In der gegenüberliegenden Wand öffnete sich eine Tür, und ein hochgewachsener Mann kam ins Zimmer. Er trug einen leuchtend orangefarbenen, üppig mit Brokat verzierten Morgenmantel. Hinter dem Mann trat ein Diener durch die Tür, dann Kaspar, der nichts als einen Lendenschurz aus schwarzer Seide am Körper hatte. Er machte einen Schritt zur Seite, während der große Mann, offenbar der Inhaber des Freudenhauses, seinen Morgenmantel auszog und ihn dem Diener über den Arm legte.

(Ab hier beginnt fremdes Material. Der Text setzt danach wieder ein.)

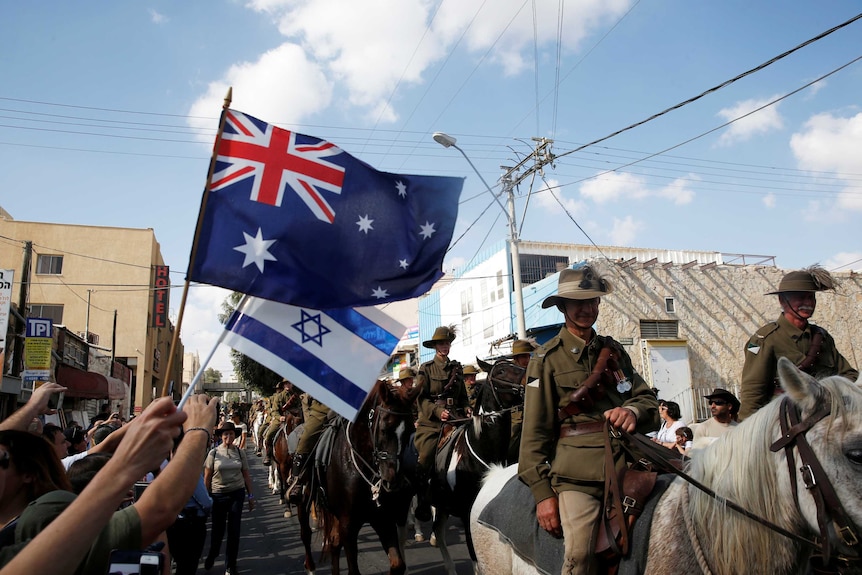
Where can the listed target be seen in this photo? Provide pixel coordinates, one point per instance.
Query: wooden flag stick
(166, 385)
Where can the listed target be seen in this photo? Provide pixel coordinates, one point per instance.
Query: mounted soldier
(808, 346)
(443, 398)
(575, 382)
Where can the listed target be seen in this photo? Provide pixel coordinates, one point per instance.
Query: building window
(51, 311)
(669, 305)
(50, 265)
(467, 302)
(659, 329)
(488, 324)
(466, 331)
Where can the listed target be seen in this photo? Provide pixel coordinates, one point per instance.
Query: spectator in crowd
(684, 439)
(792, 335)
(30, 469)
(83, 530)
(55, 436)
(671, 420)
(103, 415)
(229, 483)
(723, 406)
(77, 439)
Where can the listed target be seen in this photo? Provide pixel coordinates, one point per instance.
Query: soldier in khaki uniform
(563, 461)
(470, 372)
(809, 346)
(521, 352)
(316, 415)
(443, 398)
(277, 403)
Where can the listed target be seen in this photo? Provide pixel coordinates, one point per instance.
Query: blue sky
(109, 112)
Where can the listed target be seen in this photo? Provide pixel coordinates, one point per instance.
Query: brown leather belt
(574, 429)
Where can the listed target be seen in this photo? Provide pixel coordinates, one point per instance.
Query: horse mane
(740, 467)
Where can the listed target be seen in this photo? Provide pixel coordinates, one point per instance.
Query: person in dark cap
(724, 407)
(792, 335)
(575, 381)
(443, 398)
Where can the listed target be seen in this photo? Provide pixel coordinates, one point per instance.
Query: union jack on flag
(277, 160)
(295, 219)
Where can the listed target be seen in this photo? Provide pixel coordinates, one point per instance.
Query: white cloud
(621, 185)
(678, 191)
(844, 261)
(157, 18)
(758, 123)
(201, 328)
(361, 45)
(829, 143)
(267, 90)
(624, 231)
(544, 198)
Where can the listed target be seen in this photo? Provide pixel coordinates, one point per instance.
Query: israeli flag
(336, 355)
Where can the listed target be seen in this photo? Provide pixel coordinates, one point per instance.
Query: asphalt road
(270, 543)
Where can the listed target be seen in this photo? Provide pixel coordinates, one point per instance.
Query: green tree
(212, 375)
(248, 372)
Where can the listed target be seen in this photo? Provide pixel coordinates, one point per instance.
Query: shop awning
(89, 385)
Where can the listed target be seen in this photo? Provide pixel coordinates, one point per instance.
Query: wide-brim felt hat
(442, 334)
(521, 346)
(226, 426)
(811, 279)
(719, 393)
(578, 284)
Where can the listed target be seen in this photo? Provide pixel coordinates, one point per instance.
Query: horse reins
(664, 459)
(829, 508)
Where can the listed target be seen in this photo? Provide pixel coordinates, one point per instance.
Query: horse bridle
(829, 508)
(374, 481)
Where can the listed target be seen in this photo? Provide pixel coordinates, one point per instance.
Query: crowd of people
(69, 492)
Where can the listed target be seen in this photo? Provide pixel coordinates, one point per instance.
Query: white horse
(696, 533)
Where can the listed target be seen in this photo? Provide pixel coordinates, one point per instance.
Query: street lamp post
(508, 186)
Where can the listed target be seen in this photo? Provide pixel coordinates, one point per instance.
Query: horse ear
(801, 387)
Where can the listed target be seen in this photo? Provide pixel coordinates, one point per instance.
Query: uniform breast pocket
(569, 380)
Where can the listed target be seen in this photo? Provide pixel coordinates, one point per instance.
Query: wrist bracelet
(204, 429)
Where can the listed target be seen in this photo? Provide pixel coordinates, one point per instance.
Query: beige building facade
(98, 282)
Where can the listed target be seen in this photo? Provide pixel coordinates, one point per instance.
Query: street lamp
(448, 141)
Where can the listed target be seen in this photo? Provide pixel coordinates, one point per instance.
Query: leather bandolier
(810, 357)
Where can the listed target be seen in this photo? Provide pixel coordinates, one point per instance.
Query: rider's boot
(423, 495)
(267, 458)
(299, 473)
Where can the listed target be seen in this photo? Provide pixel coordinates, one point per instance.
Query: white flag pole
(200, 372)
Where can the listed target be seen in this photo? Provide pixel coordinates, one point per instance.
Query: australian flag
(295, 219)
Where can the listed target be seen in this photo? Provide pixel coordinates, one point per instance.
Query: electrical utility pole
(512, 176)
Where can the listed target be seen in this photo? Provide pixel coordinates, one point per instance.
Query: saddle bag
(626, 494)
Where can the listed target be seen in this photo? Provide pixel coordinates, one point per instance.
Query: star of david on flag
(295, 219)
(334, 355)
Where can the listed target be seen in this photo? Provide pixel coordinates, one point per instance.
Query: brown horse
(363, 482)
(282, 457)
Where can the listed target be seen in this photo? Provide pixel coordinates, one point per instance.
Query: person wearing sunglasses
(808, 346)
(724, 407)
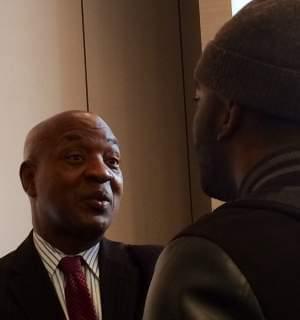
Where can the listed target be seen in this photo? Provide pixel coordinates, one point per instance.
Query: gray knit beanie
(255, 58)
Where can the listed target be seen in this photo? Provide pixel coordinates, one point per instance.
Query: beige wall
(42, 72)
(213, 14)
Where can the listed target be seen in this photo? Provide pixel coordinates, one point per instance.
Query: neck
(68, 245)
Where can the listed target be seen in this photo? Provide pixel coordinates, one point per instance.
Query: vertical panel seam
(185, 109)
(84, 57)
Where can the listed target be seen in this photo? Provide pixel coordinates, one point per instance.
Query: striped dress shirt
(51, 257)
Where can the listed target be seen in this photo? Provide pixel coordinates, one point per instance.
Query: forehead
(85, 129)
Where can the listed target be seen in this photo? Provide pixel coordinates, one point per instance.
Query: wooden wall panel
(135, 82)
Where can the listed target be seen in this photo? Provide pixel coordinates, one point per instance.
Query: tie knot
(69, 265)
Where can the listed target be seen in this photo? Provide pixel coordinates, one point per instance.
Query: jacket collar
(119, 282)
(276, 178)
(31, 286)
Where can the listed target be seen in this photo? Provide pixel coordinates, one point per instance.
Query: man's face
(78, 180)
(214, 170)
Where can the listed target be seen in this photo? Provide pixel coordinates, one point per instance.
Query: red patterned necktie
(78, 299)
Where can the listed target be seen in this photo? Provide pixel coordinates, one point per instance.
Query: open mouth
(98, 201)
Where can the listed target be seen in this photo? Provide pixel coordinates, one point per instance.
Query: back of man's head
(248, 93)
(255, 59)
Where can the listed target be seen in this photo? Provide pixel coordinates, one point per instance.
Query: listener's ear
(27, 176)
(230, 121)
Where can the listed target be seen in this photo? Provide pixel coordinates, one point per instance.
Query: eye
(113, 163)
(74, 158)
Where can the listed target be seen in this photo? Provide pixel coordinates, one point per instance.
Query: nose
(98, 171)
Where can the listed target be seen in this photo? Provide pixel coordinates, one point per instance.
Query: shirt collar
(51, 256)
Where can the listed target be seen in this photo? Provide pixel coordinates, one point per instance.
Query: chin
(213, 188)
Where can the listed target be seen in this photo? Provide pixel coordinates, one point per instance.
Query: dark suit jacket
(26, 292)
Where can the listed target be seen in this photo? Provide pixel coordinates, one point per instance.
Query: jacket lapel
(118, 282)
(31, 286)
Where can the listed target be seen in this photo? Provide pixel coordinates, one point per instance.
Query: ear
(27, 176)
(230, 120)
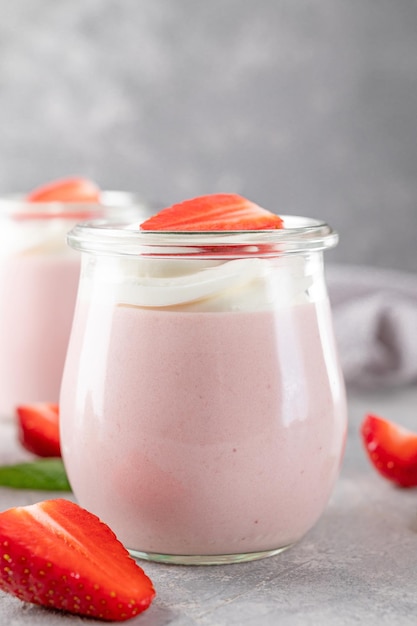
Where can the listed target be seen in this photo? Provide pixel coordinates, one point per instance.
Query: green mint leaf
(45, 475)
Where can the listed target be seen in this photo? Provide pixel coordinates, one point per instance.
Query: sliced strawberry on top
(39, 428)
(74, 190)
(392, 449)
(58, 555)
(216, 212)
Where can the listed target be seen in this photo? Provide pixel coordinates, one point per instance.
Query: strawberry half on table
(39, 428)
(215, 212)
(58, 555)
(392, 450)
(73, 190)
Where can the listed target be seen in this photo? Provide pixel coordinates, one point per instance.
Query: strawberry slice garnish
(392, 449)
(39, 428)
(223, 212)
(58, 555)
(76, 190)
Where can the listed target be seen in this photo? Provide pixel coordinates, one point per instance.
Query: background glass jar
(203, 411)
(38, 284)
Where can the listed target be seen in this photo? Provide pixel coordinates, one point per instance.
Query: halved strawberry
(58, 555)
(76, 190)
(392, 449)
(39, 428)
(214, 212)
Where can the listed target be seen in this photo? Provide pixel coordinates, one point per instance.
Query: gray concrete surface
(357, 566)
(306, 107)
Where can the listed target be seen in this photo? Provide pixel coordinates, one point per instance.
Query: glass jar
(203, 412)
(38, 285)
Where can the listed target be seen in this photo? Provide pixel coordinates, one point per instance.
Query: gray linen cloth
(375, 318)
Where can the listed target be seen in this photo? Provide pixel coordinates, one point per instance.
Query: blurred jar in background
(38, 285)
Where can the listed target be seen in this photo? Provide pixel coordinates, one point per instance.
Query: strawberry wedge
(58, 555)
(216, 212)
(392, 450)
(39, 428)
(73, 190)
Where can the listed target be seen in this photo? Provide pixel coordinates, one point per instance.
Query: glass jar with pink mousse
(203, 411)
(38, 285)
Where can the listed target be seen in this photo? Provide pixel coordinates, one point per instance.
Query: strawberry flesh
(38, 428)
(58, 555)
(66, 190)
(216, 212)
(392, 450)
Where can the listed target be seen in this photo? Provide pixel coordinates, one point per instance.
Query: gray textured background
(305, 107)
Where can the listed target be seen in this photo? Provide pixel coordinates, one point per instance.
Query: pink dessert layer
(37, 297)
(203, 433)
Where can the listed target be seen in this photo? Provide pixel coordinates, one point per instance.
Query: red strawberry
(392, 450)
(39, 428)
(66, 190)
(211, 213)
(58, 555)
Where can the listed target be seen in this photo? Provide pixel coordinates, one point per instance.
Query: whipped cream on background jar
(38, 285)
(203, 411)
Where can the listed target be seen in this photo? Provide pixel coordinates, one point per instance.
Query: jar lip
(298, 234)
(16, 206)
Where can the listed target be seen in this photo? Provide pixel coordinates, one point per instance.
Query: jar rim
(299, 234)
(16, 206)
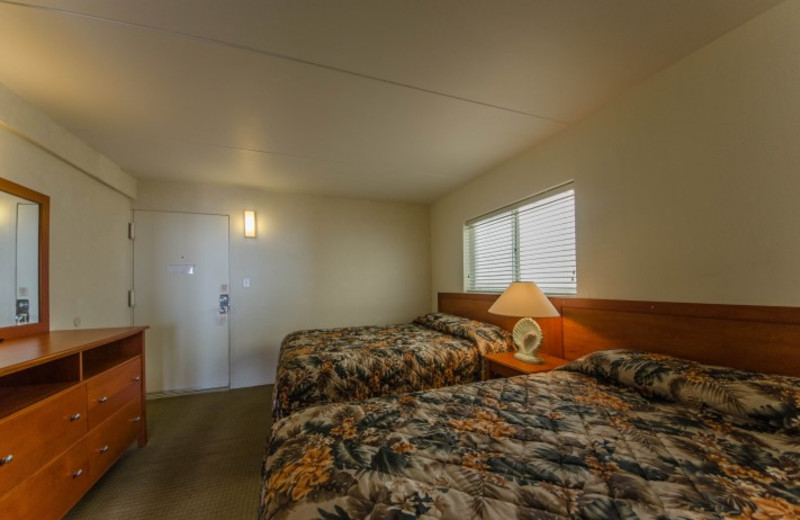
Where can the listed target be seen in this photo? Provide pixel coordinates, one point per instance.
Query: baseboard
(188, 391)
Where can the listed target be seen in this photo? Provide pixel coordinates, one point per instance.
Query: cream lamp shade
(526, 300)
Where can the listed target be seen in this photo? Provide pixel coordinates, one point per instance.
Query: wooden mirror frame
(43, 325)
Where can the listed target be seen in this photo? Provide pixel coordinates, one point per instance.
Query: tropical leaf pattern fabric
(549, 446)
(356, 363)
(764, 397)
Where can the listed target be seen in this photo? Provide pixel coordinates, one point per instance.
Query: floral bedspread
(356, 363)
(620, 435)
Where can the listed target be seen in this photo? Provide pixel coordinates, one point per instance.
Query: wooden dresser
(71, 402)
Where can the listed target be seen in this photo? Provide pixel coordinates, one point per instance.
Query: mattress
(352, 364)
(617, 434)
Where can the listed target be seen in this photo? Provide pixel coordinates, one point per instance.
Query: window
(533, 240)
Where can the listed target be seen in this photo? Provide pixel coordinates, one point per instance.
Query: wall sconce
(249, 223)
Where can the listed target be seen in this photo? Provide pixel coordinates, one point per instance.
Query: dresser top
(21, 353)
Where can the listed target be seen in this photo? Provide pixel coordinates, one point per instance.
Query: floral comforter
(616, 434)
(356, 363)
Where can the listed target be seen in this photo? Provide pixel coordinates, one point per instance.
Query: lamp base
(532, 358)
(528, 339)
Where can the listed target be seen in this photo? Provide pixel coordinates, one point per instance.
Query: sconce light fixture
(249, 223)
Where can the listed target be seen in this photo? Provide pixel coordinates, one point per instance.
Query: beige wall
(90, 256)
(317, 262)
(686, 188)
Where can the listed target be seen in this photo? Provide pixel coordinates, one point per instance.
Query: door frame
(156, 395)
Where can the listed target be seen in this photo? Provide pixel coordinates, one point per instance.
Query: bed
(352, 364)
(614, 434)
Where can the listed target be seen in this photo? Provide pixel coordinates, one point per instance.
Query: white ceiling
(384, 99)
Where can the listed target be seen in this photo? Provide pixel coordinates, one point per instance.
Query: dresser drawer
(51, 492)
(109, 440)
(111, 390)
(34, 437)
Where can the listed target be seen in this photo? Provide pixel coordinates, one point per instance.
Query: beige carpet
(203, 460)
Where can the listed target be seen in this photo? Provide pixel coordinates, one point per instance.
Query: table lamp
(525, 300)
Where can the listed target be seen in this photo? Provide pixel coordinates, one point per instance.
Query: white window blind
(533, 240)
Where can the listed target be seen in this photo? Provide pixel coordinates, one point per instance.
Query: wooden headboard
(764, 339)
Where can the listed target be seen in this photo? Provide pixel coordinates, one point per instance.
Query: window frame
(512, 213)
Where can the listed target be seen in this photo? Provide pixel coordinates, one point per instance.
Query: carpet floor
(202, 461)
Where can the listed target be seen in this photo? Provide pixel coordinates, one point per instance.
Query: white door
(180, 276)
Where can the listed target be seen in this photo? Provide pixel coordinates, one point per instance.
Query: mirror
(24, 245)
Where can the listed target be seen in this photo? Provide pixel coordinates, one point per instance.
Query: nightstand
(506, 365)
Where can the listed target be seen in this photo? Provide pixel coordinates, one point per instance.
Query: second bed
(352, 364)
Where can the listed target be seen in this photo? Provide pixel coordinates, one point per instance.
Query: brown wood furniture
(43, 325)
(504, 364)
(758, 338)
(71, 402)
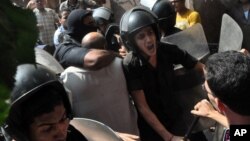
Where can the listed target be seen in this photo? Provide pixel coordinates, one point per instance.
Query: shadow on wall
(211, 12)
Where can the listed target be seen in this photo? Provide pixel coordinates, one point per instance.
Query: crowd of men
(121, 75)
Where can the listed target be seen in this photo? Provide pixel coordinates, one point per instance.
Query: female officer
(149, 70)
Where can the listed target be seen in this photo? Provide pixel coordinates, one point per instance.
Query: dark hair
(63, 10)
(228, 76)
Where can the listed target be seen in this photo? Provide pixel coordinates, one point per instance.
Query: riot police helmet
(166, 14)
(133, 21)
(34, 83)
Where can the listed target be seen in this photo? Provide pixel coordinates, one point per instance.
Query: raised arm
(204, 108)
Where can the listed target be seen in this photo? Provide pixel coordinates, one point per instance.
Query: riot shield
(231, 35)
(188, 83)
(44, 58)
(112, 42)
(94, 130)
(193, 40)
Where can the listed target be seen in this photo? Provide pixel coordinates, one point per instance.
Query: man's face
(89, 20)
(40, 4)
(145, 40)
(50, 126)
(63, 19)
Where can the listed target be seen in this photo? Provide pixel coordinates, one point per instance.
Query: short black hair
(228, 76)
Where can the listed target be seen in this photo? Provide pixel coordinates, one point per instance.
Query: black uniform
(157, 84)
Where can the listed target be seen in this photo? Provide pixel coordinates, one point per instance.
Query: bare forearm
(96, 59)
(219, 118)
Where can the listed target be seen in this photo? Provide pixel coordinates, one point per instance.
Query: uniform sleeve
(70, 55)
(133, 72)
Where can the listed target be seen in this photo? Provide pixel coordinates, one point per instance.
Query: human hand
(177, 138)
(244, 51)
(203, 108)
(128, 137)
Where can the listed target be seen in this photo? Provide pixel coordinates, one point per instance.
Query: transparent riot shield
(44, 58)
(231, 35)
(188, 83)
(193, 40)
(94, 130)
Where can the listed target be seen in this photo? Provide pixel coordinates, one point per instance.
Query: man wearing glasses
(227, 83)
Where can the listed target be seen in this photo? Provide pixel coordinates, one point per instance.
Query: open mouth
(151, 47)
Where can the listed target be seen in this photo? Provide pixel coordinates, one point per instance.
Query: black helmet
(165, 12)
(30, 80)
(132, 21)
(103, 15)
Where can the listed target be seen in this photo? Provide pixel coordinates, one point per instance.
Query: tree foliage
(18, 34)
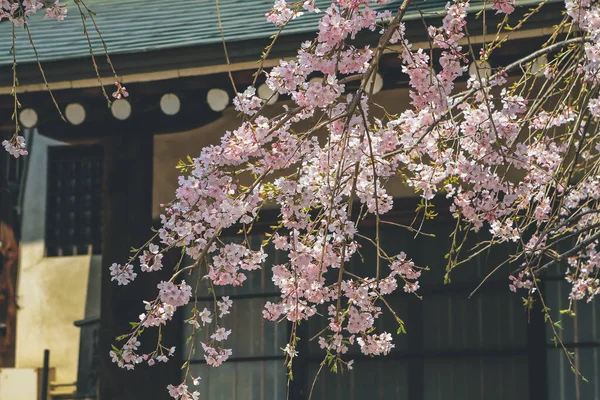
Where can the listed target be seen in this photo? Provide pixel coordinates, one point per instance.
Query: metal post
(45, 371)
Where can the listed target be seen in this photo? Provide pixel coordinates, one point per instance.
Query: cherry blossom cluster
(18, 12)
(15, 147)
(524, 168)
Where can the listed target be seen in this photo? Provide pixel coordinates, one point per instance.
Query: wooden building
(95, 184)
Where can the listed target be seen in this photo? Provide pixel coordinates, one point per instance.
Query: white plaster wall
(51, 291)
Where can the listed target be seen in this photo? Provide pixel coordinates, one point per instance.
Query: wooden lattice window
(74, 200)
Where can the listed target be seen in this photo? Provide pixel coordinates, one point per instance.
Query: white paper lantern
(121, 109)
(170, 104)
(75, 113)
(485, 69)
(28, 118)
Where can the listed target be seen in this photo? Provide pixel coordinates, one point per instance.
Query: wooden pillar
(127, 220)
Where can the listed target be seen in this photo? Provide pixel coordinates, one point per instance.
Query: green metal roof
(134, 26)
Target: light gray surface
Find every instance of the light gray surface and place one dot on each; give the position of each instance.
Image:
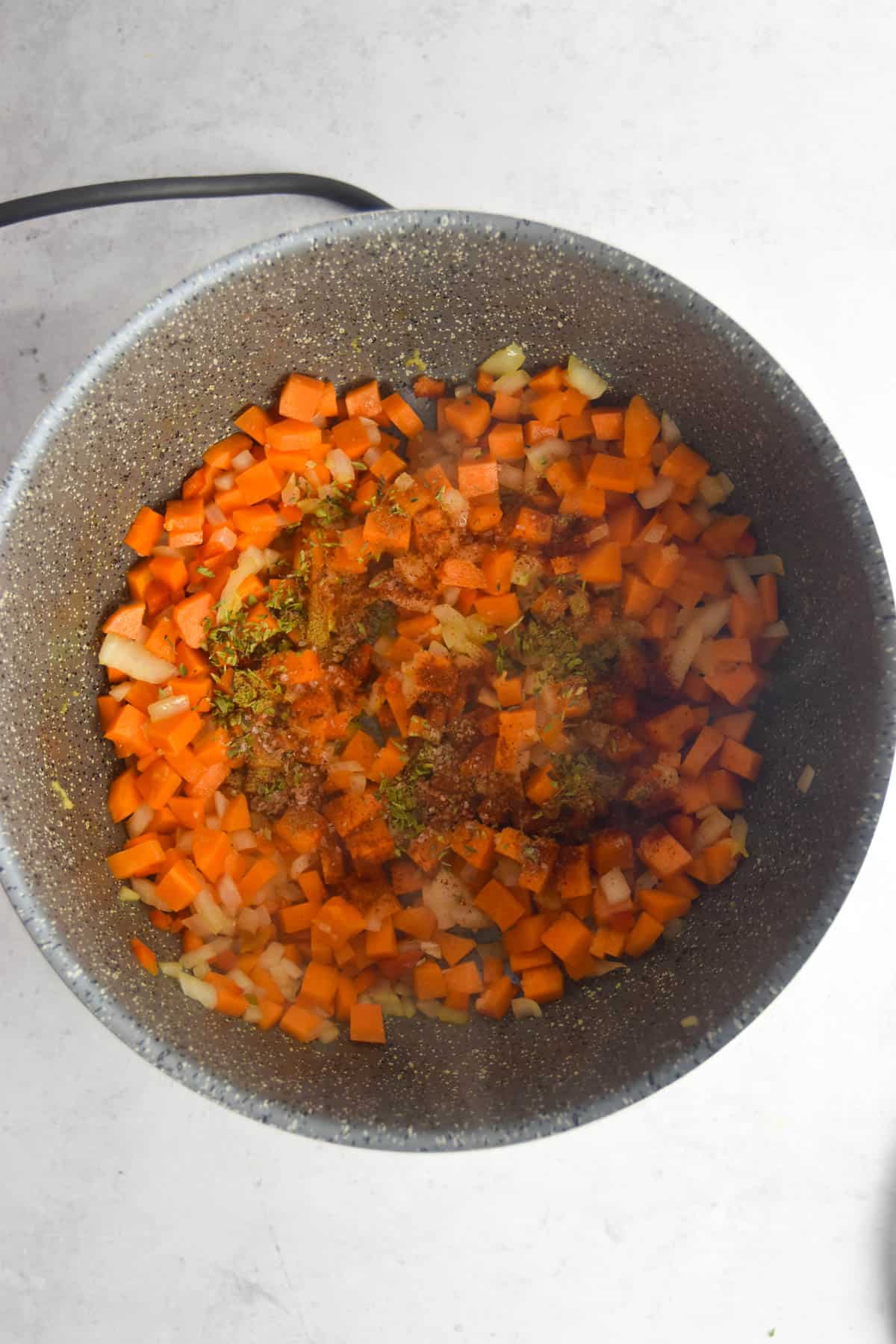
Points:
(736, 148)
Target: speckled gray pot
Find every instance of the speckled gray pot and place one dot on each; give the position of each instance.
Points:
(349, 300)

Nun war er vollständig nackt, und im Schein der Kerzen war deutlich zu erkennen, wie sich seine Haut, die den Ton goldbraunen Tees hatte, straff über seiner Brust und den erfreulich muskulösen Armen und Beinen spannte.
Camille betrachtete ihn aufmerksam. Er schien ein unversehrter Mann zu sein, doch außer den krausen Locken auf dem Kopf war er völlig haarlos. Auch konnte sie keine Vorhaut bei ihm erkennen, aber am seltsamsten erschien ihr das in die Haut seines Unterleibs tätowierte Bild einer Krake, deren biegsame Glieder sich in Richtung seines Schwanzes krümmten.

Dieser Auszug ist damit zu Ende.